C'è ante e... ante

Pregiatissimo Direttore, visto che il suo portale dedica ampio spazio ai problemi del nostro bell’idioma, mi permetta di scrivere questa lettera aperta indirizzata a tutti coloro che amano il bel parlare e il bello scrivere.
Mi presento. Sono il prefisso Ante e la mia funzione l’annuncia la stessa parola: fissato prima. Il prefisso, dunque, come dicono i miei biografi, vale a dire i grammatici, è ciascuna di quelle parolette, solitamente avverbi o preposizioni, che si mettono prima (dal latino prae, innanzi e fixus, fissato) della radice di una parola per modificarne tutto o in parte il significato.
Io, quindi, sono una parolina che modifica il significato di un vocabolo e in quanto tale discendo — come quasi tutti i prefissi — dal greco o dal latino. Io, in particolare, posso vantare una doppia cittadinanza linguistica, nel senso che, secondo i vocaboli che modifico, posso essere ora latino ora greco.
Sono latino, Ante, quando assumo il significato di prima, avanti e modifico la parola in senso temporale o spaziale: anteguerra (prima della guerra); anteposto (posto prima). Godo della cittadinanza ellenica, Anti (non Ante), quando acquisisco il significato di contro o di fronte e modifico la parola alla quale sono premesso in senso, diciamo battagliero: antidroga (contro la droga); anticostituzionale (contro la costituzione). La cittadinanza greca (antì) è quella che preferisco, per la verità, in quanto mi offre la possibilità di sbizzarrirmi con un numero di parole pressoché illimitato. Dimenticavo di dire, però, che non debbo essere confuso con il latino ante il quale, in alcune parole, per legge linguistica muta la desinenza e in i: antibagno, anticamera. Per essere estremamente chiari, insomma, quando acquisisco la cittadinanza greca sono sempre Anti: anticomunista (contro il comunismo); allorché assumo la cittadinanza latina posso essere ora Ante ora Anti: antefatto (prima del fatto); anticamera (prima della camera).
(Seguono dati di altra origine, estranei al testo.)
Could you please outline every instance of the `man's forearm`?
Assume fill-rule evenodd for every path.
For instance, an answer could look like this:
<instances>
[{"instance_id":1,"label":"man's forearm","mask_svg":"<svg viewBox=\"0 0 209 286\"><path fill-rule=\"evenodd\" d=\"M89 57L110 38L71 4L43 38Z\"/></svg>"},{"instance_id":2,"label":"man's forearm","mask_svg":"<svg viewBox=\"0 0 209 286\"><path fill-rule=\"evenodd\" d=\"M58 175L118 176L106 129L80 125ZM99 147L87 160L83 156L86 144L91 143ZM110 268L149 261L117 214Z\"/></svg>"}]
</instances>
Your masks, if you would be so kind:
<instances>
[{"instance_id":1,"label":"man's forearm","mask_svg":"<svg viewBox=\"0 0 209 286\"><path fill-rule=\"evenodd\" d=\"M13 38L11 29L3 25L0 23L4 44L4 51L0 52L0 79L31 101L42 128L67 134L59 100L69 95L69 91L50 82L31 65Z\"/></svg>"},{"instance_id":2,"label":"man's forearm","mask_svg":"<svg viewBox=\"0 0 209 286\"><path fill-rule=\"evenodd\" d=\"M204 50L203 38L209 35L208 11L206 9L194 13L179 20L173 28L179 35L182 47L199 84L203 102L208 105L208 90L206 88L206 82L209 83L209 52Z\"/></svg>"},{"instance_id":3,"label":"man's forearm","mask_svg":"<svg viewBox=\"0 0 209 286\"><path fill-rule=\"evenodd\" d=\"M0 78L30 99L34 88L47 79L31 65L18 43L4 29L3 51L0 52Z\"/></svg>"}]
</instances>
Ciò che mi preme sottoporre alla vostra attenzione, gentili amici, ed ecco il motivo della lettera aperta, è il fatto che non gradisco essere attaccato alla parola che precedo tramite il trattino. La cosa mi manda letteralmente in bestia. Il prefisso, qualunque prefisso, si unisce direttamente alla parola. Coloro che scrivono anti-inflazione, per esempio, dovrebbero scrivere, per coerenza linguistico-ortografica, ante-nato; anti-patia; anti-papa. Non vi pare? Pedanteria? No, semplice ragionamento.
E sempre a proposito del mio uso corretto — e dell’uso del prefisso in genere — mi piace ricordare a coloro che, come me amano la lingua, che mi manderanno in visibilio se avranno l’accortezza di ricorrere alla crasi ogni volta che ciò è possibile. Ma cos’è questa crasi?
Molti, forse, sentono questo termine per la prima volta. La crasi, dunque, è la fusione di due parole in una, in modo che l’ultima vocale della prima parola si unisca alla prima dell’altra; è, in parole povere, la fusione di due suoni vocalici in uno: medievale per medioevale; fuoruscito per fuoriuscito. Negli esempi sopra citati la vocale o di medio si è fusa con la vocale e di evo; la i di fuori si è fusa con la u di uscito. Tutte le persone che intendono rispettare le norme grammaticali devono attenersi alla crasi, come raccomandano i maggiori glottologi. Scrivete, dunque, antitaliano, non antiitaliano o, peggio ancora anti-italiano. Lo stesso discorso vale anche per i miei colleghi prefissi che preferiscono la crasi là ove è possibile: filoisraeliano è meno elegante della forma crasica filisraeliano; filindiano è più bello di filoindiano. La crasi, insomma, dà ai vostri scritti un tocco di classe. E io alla classe ci tengo.
Ringraziandovi sentitamente della vostra cortese attenzione, vi porgo i miei più cordiali saluti.